フェラーリとて、目標や設定を見誤ることもある

他の多くの自動車メーカーと同様、フェラーリもEVの普及がかつての予測ほど急速に進んでいないことに気づいていて、同社は2022年、10年末までにラインナップの40%をEVにするという目標を掲げました。
しかし、この数字はその後半減していて、フェラーリは2030年までに、ポートフォリオの40%をハイブリッド(HEV/PHEV)車、40%を純粋な内燃機関(ガソリン)車、そしてEVがわずか20%になると予想しています。
フェラーリのVIP誰もが求めるモデルがICONAシリーズ

伝説のV型12気筒エンジンへのコミットメントを改めて表明したフェラーリにとって、ICONA(イコーナ)シリーズの将来的なSP4は、現在プロサングエと12チリンドリ (12Cilindri)に搭載されている排気量6.5L V型12気筒自然吸気エンジンが搭載される可能性が高いとのこと。
このエンジンを搭載した限定生産モデルやワンオフモデルは、V型12気筒エンジンの終焉が近いことを考えると、間違いなく瞬く間に完売するでしょうし、フェラーリもそれを理解して台数限定での販売を企んでいるのだと考えられます。
フェラーリは将来、クラッチペダル&MTモデルのICONAシリーズを発表か

なお将来的には、すべてのフェラーリに「スリーペダル」が採用されるとも報じられていて、しかし同社マーケティング・コマーシャル責任者であるエンリコ・ガリエラ氏は最近、「自分でギアチェンジをしたい人は、クラシックカーを買うべきだ」とコメント。
最後にマニュアル車がラインナップされたのは、実は2012年に登場したカリフォルニアの6MTモデルですが(ほぼ幻のモデル)、マニュアル車はまだ完全に廃れたわけではないかもしれません。

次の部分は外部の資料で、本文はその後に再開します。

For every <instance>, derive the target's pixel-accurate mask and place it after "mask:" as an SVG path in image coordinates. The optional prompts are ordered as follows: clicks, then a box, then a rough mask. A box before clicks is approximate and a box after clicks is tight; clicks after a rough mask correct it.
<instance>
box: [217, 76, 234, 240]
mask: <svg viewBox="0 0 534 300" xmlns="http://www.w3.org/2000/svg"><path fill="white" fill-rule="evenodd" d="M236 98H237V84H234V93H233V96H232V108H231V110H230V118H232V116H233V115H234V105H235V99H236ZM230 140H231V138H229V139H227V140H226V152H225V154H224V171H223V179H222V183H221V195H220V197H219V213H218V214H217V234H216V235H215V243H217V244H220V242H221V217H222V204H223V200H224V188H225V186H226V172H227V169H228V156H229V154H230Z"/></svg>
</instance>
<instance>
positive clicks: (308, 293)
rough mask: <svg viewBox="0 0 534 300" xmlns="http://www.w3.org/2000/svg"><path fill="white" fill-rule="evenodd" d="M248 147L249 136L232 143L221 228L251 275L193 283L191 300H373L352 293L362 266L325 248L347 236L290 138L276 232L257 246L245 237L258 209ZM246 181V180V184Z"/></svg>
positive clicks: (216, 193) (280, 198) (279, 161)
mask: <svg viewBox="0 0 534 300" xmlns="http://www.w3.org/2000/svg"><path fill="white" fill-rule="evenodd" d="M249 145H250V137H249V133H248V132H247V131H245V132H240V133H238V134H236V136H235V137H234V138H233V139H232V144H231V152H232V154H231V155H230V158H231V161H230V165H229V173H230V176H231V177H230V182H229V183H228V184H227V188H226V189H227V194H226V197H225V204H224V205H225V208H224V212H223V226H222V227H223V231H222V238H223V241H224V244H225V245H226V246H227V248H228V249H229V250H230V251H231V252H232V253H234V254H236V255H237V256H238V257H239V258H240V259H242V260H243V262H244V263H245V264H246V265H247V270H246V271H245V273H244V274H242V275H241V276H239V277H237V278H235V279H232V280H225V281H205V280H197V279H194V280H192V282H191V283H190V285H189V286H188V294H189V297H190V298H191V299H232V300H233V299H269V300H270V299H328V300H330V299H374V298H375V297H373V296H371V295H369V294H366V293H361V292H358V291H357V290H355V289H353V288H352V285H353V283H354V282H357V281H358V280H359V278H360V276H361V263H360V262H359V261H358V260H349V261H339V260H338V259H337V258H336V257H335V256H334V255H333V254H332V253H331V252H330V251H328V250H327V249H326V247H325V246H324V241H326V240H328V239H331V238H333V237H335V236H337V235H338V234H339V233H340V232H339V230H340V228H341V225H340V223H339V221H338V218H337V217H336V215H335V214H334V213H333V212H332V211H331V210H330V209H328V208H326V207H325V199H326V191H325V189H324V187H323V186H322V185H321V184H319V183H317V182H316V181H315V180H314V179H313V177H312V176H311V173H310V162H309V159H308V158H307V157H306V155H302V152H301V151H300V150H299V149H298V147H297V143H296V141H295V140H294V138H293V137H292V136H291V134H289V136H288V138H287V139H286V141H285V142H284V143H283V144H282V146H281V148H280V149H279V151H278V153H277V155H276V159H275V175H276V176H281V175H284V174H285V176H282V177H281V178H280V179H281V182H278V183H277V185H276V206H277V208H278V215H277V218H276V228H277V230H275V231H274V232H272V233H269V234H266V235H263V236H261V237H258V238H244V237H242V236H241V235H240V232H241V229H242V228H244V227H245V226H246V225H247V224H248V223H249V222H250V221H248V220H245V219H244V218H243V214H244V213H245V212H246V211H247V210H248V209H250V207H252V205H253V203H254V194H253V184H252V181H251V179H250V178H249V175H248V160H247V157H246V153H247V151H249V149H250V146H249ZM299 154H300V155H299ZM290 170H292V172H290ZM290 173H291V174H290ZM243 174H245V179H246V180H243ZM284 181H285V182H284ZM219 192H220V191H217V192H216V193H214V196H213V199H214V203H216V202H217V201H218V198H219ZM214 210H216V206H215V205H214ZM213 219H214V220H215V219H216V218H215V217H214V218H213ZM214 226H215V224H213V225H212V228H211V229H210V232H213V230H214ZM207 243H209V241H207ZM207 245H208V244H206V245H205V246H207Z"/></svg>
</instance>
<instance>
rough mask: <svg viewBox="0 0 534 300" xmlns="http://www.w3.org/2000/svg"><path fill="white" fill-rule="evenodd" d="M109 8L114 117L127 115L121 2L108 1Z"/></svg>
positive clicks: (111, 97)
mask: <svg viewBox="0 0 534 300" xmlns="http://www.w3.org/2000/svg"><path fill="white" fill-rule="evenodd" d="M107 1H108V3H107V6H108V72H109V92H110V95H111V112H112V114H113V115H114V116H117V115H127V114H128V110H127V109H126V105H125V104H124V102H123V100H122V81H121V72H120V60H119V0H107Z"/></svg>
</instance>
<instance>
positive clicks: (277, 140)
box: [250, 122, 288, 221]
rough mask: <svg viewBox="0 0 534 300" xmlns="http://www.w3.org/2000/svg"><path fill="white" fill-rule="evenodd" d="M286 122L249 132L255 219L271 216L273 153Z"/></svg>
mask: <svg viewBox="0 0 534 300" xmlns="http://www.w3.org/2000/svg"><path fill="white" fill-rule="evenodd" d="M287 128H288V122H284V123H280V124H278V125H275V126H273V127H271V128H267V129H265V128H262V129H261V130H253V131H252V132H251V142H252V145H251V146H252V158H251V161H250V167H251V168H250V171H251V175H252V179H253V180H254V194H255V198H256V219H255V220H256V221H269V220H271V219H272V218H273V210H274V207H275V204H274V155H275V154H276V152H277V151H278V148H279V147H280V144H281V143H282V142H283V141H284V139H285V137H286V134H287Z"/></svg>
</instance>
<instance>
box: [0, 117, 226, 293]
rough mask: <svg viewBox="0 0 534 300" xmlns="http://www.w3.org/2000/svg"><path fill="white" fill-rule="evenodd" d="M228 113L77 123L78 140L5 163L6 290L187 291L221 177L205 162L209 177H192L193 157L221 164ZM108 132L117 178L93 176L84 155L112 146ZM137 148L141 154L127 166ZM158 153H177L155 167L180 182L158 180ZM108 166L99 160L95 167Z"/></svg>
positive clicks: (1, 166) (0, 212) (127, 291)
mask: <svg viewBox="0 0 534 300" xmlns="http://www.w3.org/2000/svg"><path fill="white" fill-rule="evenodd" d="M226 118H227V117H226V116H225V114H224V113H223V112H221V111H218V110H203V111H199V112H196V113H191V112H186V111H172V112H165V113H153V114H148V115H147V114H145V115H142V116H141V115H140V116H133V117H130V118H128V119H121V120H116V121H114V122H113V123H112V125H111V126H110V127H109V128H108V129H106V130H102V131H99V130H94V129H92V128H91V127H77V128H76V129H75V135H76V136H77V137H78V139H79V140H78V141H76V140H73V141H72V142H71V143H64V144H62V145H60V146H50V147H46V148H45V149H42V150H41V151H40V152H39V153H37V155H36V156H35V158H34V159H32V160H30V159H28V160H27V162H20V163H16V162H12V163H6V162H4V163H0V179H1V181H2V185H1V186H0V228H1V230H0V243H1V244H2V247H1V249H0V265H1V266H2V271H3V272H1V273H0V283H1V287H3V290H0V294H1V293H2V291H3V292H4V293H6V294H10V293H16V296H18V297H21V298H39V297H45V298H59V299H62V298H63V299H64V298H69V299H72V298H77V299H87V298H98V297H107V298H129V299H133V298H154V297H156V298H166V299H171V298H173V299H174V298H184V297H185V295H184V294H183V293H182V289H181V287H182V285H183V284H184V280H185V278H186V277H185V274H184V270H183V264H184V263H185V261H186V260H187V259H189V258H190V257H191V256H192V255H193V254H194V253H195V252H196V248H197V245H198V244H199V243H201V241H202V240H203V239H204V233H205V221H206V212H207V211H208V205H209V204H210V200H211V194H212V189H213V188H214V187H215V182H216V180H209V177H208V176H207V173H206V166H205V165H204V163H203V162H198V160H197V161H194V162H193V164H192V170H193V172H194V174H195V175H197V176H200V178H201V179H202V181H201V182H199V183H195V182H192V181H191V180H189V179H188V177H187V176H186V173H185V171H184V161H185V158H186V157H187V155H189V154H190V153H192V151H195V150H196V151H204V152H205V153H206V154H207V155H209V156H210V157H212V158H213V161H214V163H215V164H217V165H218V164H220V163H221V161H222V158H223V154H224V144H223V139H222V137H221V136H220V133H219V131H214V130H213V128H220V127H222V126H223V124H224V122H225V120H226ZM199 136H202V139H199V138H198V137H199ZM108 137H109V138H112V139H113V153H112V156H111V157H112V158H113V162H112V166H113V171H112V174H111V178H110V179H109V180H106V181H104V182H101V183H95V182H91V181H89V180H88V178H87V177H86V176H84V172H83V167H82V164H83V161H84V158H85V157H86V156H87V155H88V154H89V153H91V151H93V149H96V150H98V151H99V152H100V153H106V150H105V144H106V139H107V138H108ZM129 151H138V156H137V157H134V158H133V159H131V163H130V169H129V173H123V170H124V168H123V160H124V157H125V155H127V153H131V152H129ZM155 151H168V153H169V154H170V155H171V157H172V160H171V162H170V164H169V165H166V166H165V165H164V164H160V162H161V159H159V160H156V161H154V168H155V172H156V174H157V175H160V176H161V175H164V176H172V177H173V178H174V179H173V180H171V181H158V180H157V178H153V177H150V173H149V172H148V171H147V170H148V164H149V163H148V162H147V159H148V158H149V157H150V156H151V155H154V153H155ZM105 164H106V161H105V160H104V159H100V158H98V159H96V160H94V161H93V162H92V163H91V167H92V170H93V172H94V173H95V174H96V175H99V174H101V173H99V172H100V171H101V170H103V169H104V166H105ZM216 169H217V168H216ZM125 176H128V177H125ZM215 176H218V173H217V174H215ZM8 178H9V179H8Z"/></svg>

っというのも、同社最高製品開発責任者であるジャンマリア・フルジェンツィ氏は、一部の超富裕層顧客からフェラーリに対して「クラッチペダルの復活を強く求めている」ことから、ICONA(アイコナ)シリーズにマニュアル車が復活する可能性を示唆。
もちろん、数少ないマニュアル車として法外な金額で販売することは容易に想像できますが、それでも購入してしまうのがフェラーリの顧客であり、コレクションや投機目的も踏まえて「もっと高くても良い」と考える層も少なからず存在するかもしれませんね。
ただ、このMTを搭載したICONAシリーズが、今後2030年に追加される20車種のなかに含まれているかは不明です。